My Ceph journey looked like this:
- Initial setup baremetal on my x86 server with 2x HDDs The OS here was Arch (Do not recommend!). Moved away from this deployment because I wanted to use the storage for services which were autostarted at boot, and this produced timing problems.
- A single LXD VM. Here, I slowly migrated the Daemons one by one from the baremetal host to the VM. Sure, I paid a hefty price because all of the data had to be copied to the “new” disk in the VM - but it worked flawlessly. Here I also added 2x SSDs for faster storage
- Multiple LXD VMs. This was mostly to be able to comfortably run multiple instances of e.g. MON and MGR daemons.
- Addition of one more HDD and SSD connected to a Raspberry Pi CM4 with a very very jank Raspberry Pi IO Board PCIe x1 slot -> PCIe to SATA card setup. I ran this as a testing ground for about a year, and it was very stable. But due to the 8GB RAM ceiling on the Pi, I wasn’t able to provide the full 4GB to both OSDs. That’s why I finally canned the plan of using Pis as my storage daemons.
- Switching the disks from the Pi to an Odroid H3. More juice, and more important, more RAM
Through all of this, I destroyed and recreated daemons quite often. In the most recent migration, from the Pi to the Hardkernel, I was able to capture a lot of metrics:
- The limiting factor for the migration was not CPU or even storage speed, but network speed. With the 1 Gbps I have, I was barely able to saturate a single HDD. But Ceph was perfectly able to use every last bit of those 1 Gbps.
- You do not get your HDDs full write speed - instead you get around half, as you need to write both, the WAL and the actual data.
- During the whole time, the Pi’s CPU was not fully loaded
When it comes to Linux distributions, I would like to argue against Arch. Ceph just isn’t in there anymore. But I’ve had good experience with both Debian and Ubuntu, there are packages available for both.

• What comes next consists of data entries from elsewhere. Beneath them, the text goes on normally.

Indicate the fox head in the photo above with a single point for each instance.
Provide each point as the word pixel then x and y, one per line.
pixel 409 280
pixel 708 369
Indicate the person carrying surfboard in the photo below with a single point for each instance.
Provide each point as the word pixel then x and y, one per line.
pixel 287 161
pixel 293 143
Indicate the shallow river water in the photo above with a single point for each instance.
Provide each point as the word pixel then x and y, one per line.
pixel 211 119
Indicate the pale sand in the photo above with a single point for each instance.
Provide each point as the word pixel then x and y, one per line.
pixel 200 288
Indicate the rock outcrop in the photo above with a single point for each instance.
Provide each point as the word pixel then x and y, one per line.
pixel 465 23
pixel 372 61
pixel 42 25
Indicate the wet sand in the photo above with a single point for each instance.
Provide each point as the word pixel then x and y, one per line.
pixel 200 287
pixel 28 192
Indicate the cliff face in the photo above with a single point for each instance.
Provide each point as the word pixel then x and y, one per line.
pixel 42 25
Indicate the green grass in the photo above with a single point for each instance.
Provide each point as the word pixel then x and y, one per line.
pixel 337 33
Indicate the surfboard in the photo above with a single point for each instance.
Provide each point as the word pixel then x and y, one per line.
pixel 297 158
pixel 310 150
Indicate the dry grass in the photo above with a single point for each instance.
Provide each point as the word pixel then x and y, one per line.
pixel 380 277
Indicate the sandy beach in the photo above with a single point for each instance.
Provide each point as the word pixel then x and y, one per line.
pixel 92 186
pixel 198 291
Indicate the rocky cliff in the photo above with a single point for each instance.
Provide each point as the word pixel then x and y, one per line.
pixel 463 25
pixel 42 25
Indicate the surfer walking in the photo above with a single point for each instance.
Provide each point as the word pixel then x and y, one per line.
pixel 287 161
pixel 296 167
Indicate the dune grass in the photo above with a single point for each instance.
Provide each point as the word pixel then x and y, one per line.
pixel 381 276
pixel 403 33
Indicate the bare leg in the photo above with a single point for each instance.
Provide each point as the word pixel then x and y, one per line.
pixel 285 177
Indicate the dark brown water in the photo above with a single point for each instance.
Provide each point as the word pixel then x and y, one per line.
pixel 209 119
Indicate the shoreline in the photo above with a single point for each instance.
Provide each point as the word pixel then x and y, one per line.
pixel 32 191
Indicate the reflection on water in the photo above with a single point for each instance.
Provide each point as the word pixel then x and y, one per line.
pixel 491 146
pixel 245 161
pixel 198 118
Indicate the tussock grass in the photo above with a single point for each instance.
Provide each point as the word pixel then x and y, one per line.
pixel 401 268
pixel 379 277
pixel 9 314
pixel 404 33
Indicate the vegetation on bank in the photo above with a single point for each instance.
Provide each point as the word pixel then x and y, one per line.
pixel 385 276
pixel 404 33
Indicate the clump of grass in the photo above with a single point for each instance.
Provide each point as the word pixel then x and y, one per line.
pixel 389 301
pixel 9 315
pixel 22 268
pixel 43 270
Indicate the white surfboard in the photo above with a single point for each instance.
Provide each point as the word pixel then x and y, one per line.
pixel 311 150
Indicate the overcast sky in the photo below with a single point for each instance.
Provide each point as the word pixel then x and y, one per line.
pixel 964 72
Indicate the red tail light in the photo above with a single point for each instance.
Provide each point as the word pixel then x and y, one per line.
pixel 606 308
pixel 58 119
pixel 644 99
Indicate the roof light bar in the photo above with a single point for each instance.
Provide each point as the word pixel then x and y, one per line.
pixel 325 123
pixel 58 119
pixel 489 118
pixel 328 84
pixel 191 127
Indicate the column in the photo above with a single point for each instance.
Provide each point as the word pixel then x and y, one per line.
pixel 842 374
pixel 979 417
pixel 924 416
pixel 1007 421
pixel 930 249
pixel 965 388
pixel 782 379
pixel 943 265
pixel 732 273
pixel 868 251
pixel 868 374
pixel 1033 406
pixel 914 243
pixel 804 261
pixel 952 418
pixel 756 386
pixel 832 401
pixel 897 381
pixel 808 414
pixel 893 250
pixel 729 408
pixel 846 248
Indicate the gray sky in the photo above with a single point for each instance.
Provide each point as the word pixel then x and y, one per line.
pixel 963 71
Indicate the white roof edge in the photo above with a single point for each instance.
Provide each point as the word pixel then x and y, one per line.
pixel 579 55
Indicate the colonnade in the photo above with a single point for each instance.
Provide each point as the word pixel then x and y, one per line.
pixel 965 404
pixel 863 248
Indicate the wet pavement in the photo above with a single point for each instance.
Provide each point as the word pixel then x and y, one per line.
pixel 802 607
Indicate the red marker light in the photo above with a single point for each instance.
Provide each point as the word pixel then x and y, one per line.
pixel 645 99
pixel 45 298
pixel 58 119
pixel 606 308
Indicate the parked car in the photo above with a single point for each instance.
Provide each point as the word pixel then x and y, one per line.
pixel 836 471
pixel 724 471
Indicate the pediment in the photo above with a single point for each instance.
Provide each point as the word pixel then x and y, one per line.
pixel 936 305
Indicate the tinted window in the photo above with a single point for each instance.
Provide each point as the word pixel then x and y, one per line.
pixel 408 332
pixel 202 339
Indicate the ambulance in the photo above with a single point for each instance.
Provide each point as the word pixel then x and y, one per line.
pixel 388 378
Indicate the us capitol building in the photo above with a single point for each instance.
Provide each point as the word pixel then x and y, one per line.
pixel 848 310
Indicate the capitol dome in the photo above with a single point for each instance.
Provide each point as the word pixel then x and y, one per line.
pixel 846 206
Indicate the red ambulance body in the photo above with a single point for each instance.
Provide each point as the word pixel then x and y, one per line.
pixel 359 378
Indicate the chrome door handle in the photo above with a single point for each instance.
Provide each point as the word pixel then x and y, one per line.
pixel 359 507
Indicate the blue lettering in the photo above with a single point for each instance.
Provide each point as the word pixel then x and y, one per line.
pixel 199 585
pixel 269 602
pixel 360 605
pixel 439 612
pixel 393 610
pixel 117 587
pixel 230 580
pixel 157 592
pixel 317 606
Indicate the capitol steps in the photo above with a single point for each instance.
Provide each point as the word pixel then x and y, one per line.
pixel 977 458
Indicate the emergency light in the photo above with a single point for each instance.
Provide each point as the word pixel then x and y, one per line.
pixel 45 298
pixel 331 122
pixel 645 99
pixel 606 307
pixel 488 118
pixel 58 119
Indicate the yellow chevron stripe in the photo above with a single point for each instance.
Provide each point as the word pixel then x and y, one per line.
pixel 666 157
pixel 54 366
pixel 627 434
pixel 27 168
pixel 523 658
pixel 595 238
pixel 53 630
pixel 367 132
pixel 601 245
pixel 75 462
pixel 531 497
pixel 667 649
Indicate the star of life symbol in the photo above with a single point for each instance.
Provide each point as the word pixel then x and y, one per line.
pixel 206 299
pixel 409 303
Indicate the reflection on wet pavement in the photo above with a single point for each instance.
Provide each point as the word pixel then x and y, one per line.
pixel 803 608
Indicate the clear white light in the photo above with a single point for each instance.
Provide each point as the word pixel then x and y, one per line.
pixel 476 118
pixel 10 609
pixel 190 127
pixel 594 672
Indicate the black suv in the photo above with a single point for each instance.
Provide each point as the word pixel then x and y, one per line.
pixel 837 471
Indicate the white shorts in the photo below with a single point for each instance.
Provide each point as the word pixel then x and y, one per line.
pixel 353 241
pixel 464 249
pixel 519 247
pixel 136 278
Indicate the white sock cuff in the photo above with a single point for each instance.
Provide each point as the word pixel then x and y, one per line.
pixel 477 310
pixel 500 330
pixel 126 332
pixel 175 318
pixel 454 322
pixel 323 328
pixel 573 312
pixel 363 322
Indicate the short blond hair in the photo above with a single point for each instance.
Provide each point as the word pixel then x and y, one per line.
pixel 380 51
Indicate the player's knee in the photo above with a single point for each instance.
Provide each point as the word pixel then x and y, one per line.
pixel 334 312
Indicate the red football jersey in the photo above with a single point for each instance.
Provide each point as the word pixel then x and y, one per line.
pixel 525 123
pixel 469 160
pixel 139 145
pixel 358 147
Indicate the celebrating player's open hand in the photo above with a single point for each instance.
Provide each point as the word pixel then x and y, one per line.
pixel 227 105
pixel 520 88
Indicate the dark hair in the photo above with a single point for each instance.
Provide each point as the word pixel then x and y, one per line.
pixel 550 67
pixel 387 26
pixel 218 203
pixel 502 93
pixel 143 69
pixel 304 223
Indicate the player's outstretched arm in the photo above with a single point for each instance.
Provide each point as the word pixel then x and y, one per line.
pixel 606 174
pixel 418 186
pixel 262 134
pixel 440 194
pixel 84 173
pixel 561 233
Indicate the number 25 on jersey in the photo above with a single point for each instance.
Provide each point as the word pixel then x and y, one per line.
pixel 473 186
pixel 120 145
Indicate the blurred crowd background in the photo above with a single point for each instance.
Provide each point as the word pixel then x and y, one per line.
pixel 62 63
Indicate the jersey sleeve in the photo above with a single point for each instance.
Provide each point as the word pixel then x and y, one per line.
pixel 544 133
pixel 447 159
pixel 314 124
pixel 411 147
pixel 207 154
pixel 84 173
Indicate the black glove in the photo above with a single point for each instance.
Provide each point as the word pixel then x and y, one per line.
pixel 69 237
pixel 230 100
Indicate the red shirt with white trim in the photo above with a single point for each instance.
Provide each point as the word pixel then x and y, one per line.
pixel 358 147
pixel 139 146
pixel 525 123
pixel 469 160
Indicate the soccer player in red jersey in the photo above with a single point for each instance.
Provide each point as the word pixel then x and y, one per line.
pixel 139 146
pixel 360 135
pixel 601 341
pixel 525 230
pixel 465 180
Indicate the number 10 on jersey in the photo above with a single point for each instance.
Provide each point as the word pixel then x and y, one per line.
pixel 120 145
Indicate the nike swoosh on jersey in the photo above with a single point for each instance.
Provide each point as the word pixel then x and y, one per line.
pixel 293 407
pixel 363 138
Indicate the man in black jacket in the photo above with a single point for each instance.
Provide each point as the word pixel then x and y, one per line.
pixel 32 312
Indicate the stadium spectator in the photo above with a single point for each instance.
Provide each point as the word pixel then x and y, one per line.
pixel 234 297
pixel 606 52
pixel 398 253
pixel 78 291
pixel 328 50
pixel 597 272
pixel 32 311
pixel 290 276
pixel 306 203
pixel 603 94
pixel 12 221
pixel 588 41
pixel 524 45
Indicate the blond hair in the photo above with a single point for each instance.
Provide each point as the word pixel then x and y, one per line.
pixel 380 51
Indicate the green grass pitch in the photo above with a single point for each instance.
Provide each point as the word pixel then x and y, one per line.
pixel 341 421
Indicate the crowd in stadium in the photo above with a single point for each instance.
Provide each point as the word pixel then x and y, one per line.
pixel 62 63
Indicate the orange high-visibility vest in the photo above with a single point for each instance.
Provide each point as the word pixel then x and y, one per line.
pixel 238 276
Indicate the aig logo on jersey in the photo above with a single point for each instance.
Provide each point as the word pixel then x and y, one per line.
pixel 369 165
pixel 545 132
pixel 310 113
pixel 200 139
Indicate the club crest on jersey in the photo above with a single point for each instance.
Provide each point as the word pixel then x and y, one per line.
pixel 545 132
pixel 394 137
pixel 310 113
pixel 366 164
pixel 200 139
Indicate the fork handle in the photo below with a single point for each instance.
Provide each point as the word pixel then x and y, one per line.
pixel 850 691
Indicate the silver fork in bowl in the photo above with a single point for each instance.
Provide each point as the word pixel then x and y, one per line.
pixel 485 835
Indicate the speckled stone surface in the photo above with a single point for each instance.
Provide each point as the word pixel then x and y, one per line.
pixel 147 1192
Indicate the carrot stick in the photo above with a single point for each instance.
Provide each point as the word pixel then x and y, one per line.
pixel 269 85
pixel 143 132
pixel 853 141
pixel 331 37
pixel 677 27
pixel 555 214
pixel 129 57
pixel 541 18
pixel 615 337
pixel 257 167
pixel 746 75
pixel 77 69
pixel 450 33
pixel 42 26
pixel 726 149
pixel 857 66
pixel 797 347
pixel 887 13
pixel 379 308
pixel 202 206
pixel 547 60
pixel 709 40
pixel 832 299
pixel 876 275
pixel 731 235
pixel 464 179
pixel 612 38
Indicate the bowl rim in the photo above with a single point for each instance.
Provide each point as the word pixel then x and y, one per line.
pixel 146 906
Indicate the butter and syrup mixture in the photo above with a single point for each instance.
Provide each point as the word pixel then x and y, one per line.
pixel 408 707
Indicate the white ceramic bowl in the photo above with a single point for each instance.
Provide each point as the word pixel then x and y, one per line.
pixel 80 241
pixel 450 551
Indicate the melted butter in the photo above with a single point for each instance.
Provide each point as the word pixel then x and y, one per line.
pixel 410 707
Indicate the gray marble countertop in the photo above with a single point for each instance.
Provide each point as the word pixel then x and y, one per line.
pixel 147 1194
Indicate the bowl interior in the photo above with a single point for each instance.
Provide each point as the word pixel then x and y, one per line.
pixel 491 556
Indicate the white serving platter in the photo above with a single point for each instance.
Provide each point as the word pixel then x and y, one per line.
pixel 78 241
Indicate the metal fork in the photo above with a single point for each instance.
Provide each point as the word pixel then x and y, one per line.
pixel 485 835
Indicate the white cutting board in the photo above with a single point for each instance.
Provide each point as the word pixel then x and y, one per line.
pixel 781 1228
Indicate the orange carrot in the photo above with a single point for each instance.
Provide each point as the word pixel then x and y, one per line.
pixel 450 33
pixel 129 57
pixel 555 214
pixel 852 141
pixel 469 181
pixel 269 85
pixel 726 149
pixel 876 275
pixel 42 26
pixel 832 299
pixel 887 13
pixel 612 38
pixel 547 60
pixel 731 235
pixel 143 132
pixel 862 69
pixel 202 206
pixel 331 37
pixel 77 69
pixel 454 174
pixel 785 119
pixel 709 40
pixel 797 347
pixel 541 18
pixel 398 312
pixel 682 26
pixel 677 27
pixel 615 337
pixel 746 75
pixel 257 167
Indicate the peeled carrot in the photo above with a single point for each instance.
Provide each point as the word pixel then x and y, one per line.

Taking the points above, my next upgrade for general Homelab perf improvements might be 2.5 Gbps Ethernet. Even though at this point I might just want to go 10 Gbps, at least between my Ceph nodes.
My next change for the storage area is going to be disabling my last two Ceph VMs, and migrating them to Hardkernel H3 as well. I’m constantly frustrated in my search for good Ceph node HW. On the one hand, I don’t actually need much CPU. I’m pretty sure the Pi did pretty well where compute was concerned. But I do need lots of RAM. And lots of SATA connectors. But I would also like to have low power consumption. Sadly, the low power retail CPU space is pretty bare, at least right now. Even the low power CPUs with 35W TDP are too much. But anything smaller gets into bespoke machines with soldiered CPU and RAM in bespoke form factors and enclosures. With a single SATA port, if you are that lucky. And for some reason the ITX board space is just weird and expensive.
So for now, the Odroid H3 will serve me well, but I would have wished that I could decide on a proper board+CPU.
So what’s your opinion on Homelab storage? I would especially love to read a similar article like this one here, but about ZFS, as I have zero experience with it.